They Didn’t Know What to Say
They went to a place called Gethsemane; and he said to his disciples, ‘Sit here while I pray.’ He took with him Peter and James and John, and began to be distressed and agitated. And he said to them, ‘I am deeply grieved, even to death; remain here, and keep awake.’ And going a little farther, he threw himself on the ground and prayed that, if it were possible, the hour might pass from him. He said, ‘Abba, Father, for you all things are possible; remove this cup from me; yet, not what I want, but what you want.’ He came and found them sleeping; and he said to Peter, ‘Simon, are you asleep? Could you not keep awake one hour? Keep awake and pray that you may not come into the time of trial; the spirit indeed is willing, but the flesh is weak.’ And again he went away and prayed, saying the same words. And once more he came and found them sleeping, for their eyes were very heavy; and they did not know what to say to him. He came a third time and said to them, ‘Are you still sleeping and taking your rest? Enough! The hour has come; the Son of Man is betrayed into the hands of sinners. Get up, let us be going. See, my betrayer is at hand.’ (Mark 13:32-42)
Always hoped that I'd be an apostle
Knew that I would make it if I tried
Then when we retire we can write the gospels
So they'll still talk about us when we've died
At least, this is how Andrew Lloyd Weber imagined the garden sounding after the disciples shared the Passover. The ending of Mark’s Gospel is loud. Jesus says his betrayer is at hand and a crowd arrives with swords and clubs, and this now rouses the sleepy disciples. When Peter follows at a distance and denies Jesus, the rooster crows more than once. He says he doesn’t know him—the rooster crows—yet Peter denies him twice more, as if the chaos of the evening was too loud to hear the very warning Jesus had given. Jesus told him that it would happen and still he couldn’t hear it. During the crucifixion the crowd derides, jeers, and mocks so boisterously that when Jesus says, “Eli, Eli, lama sabacthani,” which means, “My God, my God, why have you forgotten me?” from the 22nd Psalm, they think he’s calling for Elijah. Jesus then gave a loud cry and breathed his last.
But the garden. The garden is the calm before the storm. Things were so uncomfortably silent that the disciples fell asleep. This wasn’t the soothing sound of crickets or campfires. It’s the kind of silence that happens when the test results were not what you hoped or “we the jury find,” and it’s not what you expect or the doctor comes out of the operating room and says, “We did everything we could.” Jesus is in anguish. Their rabbi. Their friend. The one who heals and comforts and speaks truth to those who would ignore it, is in distress, and the disciples don’t know what to say.

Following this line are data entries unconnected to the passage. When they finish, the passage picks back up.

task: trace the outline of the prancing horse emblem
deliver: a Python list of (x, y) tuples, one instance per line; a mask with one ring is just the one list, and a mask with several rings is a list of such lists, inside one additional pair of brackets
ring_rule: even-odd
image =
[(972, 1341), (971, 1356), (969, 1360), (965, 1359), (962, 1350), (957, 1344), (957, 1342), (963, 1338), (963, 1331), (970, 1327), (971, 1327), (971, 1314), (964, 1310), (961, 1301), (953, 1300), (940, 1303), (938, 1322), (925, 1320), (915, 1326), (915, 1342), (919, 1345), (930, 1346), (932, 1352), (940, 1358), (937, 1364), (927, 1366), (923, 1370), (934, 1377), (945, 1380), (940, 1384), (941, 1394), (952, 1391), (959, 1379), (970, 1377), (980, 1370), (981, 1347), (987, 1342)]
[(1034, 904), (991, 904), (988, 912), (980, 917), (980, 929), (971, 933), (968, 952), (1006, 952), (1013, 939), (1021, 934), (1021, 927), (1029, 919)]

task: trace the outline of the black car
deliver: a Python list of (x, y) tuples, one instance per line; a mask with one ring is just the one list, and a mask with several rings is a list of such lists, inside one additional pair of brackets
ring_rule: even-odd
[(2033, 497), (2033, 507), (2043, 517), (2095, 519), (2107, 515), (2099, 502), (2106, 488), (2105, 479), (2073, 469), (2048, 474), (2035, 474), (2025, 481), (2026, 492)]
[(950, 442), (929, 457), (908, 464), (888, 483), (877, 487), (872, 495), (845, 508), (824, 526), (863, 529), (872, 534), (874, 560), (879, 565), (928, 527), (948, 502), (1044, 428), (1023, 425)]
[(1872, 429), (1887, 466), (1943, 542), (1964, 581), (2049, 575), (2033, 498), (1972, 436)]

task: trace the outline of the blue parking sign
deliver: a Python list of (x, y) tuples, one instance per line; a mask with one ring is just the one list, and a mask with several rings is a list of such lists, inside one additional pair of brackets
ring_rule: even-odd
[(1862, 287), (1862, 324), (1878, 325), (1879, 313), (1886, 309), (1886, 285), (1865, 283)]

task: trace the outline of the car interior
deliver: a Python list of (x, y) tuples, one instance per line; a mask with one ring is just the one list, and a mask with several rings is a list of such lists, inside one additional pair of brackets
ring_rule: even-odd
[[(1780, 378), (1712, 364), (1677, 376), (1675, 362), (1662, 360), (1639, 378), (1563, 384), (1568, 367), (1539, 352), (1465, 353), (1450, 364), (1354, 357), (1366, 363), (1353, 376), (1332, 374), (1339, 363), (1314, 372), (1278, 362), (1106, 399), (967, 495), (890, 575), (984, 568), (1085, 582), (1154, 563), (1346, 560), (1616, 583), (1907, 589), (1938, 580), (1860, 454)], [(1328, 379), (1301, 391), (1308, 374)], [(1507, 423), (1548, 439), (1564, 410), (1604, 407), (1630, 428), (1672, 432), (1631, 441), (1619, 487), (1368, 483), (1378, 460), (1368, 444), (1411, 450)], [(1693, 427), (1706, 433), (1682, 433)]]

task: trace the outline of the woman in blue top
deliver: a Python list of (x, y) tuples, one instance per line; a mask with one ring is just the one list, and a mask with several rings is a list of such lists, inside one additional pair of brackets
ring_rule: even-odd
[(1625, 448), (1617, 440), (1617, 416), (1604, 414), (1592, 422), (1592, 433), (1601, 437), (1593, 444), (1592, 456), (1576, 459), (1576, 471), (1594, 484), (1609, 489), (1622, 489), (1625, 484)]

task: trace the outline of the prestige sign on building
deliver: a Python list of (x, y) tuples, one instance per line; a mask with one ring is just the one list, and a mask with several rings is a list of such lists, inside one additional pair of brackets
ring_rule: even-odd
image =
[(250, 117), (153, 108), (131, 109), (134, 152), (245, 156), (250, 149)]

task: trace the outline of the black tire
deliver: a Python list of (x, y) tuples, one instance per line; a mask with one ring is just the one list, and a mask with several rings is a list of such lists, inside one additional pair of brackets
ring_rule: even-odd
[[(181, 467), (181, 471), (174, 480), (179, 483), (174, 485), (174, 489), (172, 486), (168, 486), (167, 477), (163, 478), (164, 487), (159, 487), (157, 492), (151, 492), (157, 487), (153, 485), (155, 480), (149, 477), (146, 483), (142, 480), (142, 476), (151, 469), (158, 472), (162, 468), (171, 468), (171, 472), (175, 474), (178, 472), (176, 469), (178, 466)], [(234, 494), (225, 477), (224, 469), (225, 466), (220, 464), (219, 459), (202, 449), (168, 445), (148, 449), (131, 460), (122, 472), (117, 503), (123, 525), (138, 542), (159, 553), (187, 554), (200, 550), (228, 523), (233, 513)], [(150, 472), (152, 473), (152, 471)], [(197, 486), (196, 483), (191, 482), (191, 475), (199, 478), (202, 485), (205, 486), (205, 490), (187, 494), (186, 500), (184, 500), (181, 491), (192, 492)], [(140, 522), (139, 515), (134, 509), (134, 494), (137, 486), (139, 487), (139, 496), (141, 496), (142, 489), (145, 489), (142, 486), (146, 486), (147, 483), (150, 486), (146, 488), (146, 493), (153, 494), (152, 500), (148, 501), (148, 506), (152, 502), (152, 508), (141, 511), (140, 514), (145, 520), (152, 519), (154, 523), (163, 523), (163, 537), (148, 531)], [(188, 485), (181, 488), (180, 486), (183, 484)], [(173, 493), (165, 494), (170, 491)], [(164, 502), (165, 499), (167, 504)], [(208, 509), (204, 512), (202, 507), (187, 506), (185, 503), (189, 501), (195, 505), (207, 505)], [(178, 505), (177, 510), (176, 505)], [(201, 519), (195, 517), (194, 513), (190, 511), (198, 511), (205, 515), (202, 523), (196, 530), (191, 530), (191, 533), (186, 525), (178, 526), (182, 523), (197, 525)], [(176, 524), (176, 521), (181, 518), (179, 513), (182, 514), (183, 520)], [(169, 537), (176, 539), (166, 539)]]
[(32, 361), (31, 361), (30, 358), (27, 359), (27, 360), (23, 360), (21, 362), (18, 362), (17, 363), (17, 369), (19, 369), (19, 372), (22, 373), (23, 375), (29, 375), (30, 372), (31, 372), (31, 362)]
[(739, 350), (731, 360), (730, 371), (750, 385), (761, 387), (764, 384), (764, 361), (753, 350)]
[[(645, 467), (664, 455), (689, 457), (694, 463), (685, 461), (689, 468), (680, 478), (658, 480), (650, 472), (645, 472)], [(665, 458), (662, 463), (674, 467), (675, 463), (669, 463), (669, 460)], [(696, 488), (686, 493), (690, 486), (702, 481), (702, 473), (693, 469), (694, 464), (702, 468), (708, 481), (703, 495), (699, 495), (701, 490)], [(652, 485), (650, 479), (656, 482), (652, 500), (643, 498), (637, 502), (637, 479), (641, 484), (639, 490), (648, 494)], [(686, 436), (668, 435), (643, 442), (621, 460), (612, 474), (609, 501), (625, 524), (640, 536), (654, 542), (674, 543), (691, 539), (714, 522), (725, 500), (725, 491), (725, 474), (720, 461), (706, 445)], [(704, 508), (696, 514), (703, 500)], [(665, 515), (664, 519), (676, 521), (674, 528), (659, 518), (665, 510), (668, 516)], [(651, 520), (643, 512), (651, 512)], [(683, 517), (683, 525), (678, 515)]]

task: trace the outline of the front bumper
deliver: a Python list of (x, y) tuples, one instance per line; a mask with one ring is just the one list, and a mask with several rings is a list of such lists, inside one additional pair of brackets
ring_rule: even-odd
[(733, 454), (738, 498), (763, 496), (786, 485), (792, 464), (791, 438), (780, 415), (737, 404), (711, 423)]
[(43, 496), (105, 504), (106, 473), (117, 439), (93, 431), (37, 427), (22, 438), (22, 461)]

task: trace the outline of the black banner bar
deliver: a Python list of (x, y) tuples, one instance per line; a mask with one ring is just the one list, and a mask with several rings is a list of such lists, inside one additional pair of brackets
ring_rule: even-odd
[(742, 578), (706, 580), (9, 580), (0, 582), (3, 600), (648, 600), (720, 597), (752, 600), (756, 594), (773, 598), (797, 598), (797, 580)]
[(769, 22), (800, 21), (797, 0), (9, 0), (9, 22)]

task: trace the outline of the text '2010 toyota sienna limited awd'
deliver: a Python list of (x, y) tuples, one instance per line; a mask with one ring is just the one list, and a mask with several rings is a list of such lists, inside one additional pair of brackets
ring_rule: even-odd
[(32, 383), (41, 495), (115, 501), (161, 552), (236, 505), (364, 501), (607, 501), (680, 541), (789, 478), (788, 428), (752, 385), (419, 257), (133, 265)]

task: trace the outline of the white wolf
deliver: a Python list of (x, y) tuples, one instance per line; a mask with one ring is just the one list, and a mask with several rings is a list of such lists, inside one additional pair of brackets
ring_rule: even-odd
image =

Have you ever been in that kind of place where the only thing your body knows to do is shut down? I don’t think the disciples brought pillows to the garden, but I do imagine that they were tangled in a quiet ache as a pall that lulled them into paralysis.
Jesus doesn’t fill the air with poetry or a teaching moment unpacking atonement theology and the necessity of his sacrifice to take away the sins of the world. He says “I don’t want to do this.” The language is much more formal and decisive to meet the anguish and distress of the moment. Jesus begins his prayer with “Abba.” It is an intimate term. God as Father is rare in the Hebrew scriptures, almost only found at the end of Isaiah and almost only in the context of recognizing that God restores the people of Israel. “Abba, Father, in you all things are possible,” which means that restoration and wholeness of a people isn’t just a dream for intellectuals to propose, broken spirits to hope, or preacher to proclaim on the steps of the Lincoln Memorial, is the reality of God’s own heart. And yes, wholeness and restoration of a people is possible, but that doesn’t mean it doesn’t cost everything, and Jesus of Nazareth, divine and also fully human, was looking up to the heavens saying, “I don’t want to do this.”
I imagine the semicolon in the verse, “remove this cup from me; yet, not what I want, but what you want,” lasted for an eternity. The difference between words on a page and notes on a staff is that a composer can add rests to the music. I feel like all of creation held its breath in the garden. “To be…or not to be…that is the question”
So, tonight, this message isn’t about answers or explanations, but it is an offering. I’d like to invite you into that space, to bring your “I don’t wanna,” or your “take this cup” or “Lord, I just don’t know what to say or do,” and to let it be. Sit with it as a friend. You’re invited to light a candle or remember your baptism or to go the garden. We have two of them tonight. Our choir room has been beautifully consecrated as a garden-like space for you to pray, or feel free to go to our prayer garden in the back of our property. We won’t be coming back to this space tonight. Like the disciples, we will disperse. So the invitation is also the benediction. Stay as long as you like or a short as you need. My prayer is that after sitting with your “I don’t wanna” something will become more clear, but I also assume that this clarity won’t be easy. As we will soon see, there’s a cross between here and resurrection. Go in peace. Amen.